Ai fini IVA, le operazioni di commercio elettronico “indiretto” (vale a dire le cessioni di beni on line) sono riconducibili alla disciplina delle vendite per corrispondenza (ris. Agenzia delle Entrate 5 novembre 2009 n. 274).
Le vendite per corrispondenza si caratterizzano per il fatto che la determinazione del cliente all’acquisto si realizza sul catalogo (nella specie, disponibile in forma telematica), mentre la consegna dei beni viene poi effettuata tramite servizio postale o con mezzi di trasporto cui provvede la ditta venditrice. Rientrano nella fattispecie delle vendite per corrispondenza anche le vendite a domicilio, sempre che la consegna dei beni, oggetto degli ordini, non sia contestuale alla raccolta degli ordini stessi (al riguardo, la C.M. 4 aprile 1997 n. 97, § 3.1).

Per le cessioni effettuate a “privati” nel territorio dello Stato, vige un regime (facoltativo) di esclusione dagli obblighi di certificazione dei corrispettivi. Nello specifico:
– l’art. 22 comma 1 n. 1) del DPR 633/72 esclude l’emissione della fattura  per le “cessioni di beni effettuate da commercianti al minuto (…) per corrispondenza”;
– l’art. 2 comma 1 lett. oo) del DPR 696/96 esonera da ulteriori forme di certificazione fiscale le “cessioni di beni poste in essere da soggetti che effettuano vendite per corrispondenza, limitatamente a dette cessioni”.

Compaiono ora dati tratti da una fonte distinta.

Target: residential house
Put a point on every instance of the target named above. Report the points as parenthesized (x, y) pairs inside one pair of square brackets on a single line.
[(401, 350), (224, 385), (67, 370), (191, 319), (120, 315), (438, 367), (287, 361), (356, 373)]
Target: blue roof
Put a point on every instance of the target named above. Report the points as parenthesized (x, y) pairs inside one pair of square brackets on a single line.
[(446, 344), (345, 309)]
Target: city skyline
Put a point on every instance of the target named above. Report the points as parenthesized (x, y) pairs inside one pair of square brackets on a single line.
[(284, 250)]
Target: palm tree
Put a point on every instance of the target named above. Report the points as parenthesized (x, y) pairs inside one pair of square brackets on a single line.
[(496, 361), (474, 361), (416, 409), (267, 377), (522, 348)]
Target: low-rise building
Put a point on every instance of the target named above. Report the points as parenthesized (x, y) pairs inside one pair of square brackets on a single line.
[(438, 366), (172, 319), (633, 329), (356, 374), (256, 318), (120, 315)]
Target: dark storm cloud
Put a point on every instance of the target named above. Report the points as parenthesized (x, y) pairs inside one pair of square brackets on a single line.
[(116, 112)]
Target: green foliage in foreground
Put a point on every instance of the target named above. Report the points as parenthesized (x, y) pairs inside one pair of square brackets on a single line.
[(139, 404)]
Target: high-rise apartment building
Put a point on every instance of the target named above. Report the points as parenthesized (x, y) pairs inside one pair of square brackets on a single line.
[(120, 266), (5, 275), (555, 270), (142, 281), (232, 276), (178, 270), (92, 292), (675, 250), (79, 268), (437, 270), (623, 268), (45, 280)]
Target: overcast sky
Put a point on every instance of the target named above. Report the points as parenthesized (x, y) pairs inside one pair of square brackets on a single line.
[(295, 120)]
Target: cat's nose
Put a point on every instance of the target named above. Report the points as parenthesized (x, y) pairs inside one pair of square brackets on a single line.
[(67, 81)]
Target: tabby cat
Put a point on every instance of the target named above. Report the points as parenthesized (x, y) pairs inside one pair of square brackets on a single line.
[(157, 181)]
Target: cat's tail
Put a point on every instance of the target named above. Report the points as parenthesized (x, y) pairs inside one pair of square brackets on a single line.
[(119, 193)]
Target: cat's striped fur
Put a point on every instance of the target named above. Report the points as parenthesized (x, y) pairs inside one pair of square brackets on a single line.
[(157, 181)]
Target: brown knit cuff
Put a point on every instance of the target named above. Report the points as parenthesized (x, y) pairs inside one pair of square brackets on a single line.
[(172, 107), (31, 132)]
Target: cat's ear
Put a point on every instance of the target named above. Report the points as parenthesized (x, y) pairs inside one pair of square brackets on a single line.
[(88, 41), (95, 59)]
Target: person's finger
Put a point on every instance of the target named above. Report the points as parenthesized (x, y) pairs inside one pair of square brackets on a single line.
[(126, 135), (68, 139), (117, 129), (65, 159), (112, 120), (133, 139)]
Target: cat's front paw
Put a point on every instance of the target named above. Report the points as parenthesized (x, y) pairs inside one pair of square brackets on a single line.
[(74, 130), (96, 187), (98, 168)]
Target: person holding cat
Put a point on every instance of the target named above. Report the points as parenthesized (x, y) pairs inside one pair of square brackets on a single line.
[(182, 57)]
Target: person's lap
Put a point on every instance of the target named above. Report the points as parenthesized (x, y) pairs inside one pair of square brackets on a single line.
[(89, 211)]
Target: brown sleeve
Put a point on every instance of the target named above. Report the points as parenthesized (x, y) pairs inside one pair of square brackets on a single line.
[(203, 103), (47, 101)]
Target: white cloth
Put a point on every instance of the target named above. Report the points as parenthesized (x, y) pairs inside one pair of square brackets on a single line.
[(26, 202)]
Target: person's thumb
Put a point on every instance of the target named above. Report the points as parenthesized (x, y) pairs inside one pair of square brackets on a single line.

Considerazioni diverse devono essere svolte, invece, per i beni che, acquistati telematicamente, sono inviati per corrispondenza in altri Stati dell’Unione europea.
Per quello che qui interessa, vale a dire le vendite a distanza di beni mobili materiali, nei confronti di privati, infatti, il legislatore comunitario (art. 33 della direttiva 2006/112/CE) ha previsto, al di sotto di una specifica soglia monetaria, una deroga al regime IVA degli scambi intracomunitari di beni, con conseguente tassazione nello Stato di partenza dei beni.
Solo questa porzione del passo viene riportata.